ExifTool Forum

ExifTool => Bug Reports / Feature Requests => Topic started by: blue-j on August 05, 2024, 02:45:07 PM

Title: XML Parsing
Post by: blue-j on August 05, 2024, 02:45:07 PM
I am always learning, and often wrong.  I'm curious if parsing XML-based metadata might be much easier if a DTD or XSD were provided for each supported namespace?  I see these:

    https://metacpan.org/dist/XML-Validator-Schema (https://metacpan.org/dist/XML-Validator-Schema)

    https://metacpan.org/pod/XML::LibXML::Schema (https://metacpan.org/pod/XML::LibXML::Schema)

    https://xerces.apache.org/xerces-p/ (https://xerces.apache.org/xerces-p/)

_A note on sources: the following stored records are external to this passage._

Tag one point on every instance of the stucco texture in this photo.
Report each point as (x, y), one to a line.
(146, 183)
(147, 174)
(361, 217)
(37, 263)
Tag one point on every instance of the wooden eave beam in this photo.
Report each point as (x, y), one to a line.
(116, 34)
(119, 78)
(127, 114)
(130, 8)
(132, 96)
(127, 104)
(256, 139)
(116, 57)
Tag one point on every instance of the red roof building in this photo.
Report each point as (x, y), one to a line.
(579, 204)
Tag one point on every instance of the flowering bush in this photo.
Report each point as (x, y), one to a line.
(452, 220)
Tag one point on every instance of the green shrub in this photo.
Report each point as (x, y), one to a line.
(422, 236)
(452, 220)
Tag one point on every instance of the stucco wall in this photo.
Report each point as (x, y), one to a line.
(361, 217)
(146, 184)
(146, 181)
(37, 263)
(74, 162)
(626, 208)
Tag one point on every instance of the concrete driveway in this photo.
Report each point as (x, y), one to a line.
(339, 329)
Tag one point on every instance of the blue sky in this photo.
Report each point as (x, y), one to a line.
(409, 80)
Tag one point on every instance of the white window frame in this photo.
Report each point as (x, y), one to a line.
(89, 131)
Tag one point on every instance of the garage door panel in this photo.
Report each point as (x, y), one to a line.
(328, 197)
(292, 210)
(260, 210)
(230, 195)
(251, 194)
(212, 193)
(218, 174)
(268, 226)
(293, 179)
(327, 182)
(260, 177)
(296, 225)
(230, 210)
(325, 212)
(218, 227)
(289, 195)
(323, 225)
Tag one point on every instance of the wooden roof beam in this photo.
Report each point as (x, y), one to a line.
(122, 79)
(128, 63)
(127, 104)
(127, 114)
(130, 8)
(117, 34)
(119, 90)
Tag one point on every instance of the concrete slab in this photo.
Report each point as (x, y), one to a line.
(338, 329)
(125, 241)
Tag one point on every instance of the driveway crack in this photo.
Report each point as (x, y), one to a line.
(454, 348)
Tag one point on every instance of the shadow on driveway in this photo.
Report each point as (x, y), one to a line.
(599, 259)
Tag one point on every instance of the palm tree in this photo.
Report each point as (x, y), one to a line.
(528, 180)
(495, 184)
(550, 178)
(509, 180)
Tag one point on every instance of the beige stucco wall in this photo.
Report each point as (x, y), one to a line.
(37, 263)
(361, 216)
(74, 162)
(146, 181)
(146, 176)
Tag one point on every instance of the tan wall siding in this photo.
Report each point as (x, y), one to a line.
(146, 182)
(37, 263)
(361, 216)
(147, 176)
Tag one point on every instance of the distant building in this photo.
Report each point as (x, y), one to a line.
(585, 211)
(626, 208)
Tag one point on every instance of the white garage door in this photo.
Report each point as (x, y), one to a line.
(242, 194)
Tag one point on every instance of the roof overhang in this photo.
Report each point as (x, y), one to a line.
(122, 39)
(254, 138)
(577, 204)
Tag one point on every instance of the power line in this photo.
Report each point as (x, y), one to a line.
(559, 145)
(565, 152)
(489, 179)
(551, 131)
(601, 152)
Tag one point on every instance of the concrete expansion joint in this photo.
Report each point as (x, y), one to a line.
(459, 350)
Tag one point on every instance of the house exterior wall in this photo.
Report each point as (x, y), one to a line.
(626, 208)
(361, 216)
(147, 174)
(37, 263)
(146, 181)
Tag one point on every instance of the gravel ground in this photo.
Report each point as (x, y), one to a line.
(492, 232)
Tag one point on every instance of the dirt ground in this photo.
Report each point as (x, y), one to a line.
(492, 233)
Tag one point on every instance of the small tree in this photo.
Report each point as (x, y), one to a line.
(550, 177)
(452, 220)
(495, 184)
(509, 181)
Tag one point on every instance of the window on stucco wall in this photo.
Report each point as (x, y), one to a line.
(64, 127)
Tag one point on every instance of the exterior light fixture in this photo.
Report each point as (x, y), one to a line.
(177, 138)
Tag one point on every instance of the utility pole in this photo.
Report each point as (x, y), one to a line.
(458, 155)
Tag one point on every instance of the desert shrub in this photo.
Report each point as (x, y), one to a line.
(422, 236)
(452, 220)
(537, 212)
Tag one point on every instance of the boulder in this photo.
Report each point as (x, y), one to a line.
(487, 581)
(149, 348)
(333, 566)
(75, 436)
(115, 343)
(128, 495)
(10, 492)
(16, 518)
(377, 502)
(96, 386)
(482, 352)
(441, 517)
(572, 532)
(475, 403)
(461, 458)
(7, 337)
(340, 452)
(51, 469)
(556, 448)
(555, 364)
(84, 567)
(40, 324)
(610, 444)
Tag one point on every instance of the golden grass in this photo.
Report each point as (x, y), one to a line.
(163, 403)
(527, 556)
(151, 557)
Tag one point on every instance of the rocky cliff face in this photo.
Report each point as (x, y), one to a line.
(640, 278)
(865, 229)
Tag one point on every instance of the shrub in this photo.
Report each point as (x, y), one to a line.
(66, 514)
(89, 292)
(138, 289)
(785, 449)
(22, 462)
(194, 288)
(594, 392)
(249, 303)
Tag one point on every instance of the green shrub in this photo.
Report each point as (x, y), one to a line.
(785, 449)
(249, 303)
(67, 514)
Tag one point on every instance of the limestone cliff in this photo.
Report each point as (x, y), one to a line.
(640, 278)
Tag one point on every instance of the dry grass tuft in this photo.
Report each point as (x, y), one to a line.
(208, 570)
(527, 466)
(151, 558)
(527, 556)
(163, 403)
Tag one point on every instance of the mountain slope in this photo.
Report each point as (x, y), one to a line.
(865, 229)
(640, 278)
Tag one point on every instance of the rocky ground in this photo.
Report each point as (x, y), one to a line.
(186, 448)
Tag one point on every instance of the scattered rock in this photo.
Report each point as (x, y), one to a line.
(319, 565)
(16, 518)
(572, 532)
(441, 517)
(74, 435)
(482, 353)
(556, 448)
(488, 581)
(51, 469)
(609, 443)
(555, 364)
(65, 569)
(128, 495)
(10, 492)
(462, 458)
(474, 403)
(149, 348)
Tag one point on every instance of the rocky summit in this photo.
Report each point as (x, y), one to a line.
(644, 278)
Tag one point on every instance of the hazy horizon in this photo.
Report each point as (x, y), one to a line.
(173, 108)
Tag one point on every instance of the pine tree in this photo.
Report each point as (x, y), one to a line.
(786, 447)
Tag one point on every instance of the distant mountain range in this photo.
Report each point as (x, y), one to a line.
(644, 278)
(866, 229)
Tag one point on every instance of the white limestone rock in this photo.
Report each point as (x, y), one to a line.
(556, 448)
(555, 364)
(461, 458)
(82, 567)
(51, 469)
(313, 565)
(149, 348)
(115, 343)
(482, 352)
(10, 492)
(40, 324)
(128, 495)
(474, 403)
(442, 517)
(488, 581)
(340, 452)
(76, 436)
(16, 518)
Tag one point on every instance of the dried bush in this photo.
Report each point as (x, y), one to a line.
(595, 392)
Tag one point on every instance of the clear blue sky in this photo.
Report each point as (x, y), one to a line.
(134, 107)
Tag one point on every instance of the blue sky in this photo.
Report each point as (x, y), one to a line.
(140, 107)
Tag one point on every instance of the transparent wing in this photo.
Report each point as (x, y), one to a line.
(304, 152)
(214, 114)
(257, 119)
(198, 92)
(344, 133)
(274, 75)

From my amateur viewpoint, they look promising.  The only XML that gets recognized and parsed is that which has a schema document!  All others are ignored/unparsed.  Thoughts?

- J
Title: Re: XML Parsing
Post by: Phil Harvey on August 05, 2024, 08:06:35 PM
I haven't considered using XSD.  Most of the XML that ExifTool parses is proprietary anyway, so I would have to generate the XSD myself, and write the code to interpret the XML based on the XSD.  It just doesn't sound like much fun.

- Phil
Title: Re: XML Parsing
Post by: blue-j on August 07, 2024, 04:08:16 PM
Fair!  I have nothing but gratitude for your work.  : )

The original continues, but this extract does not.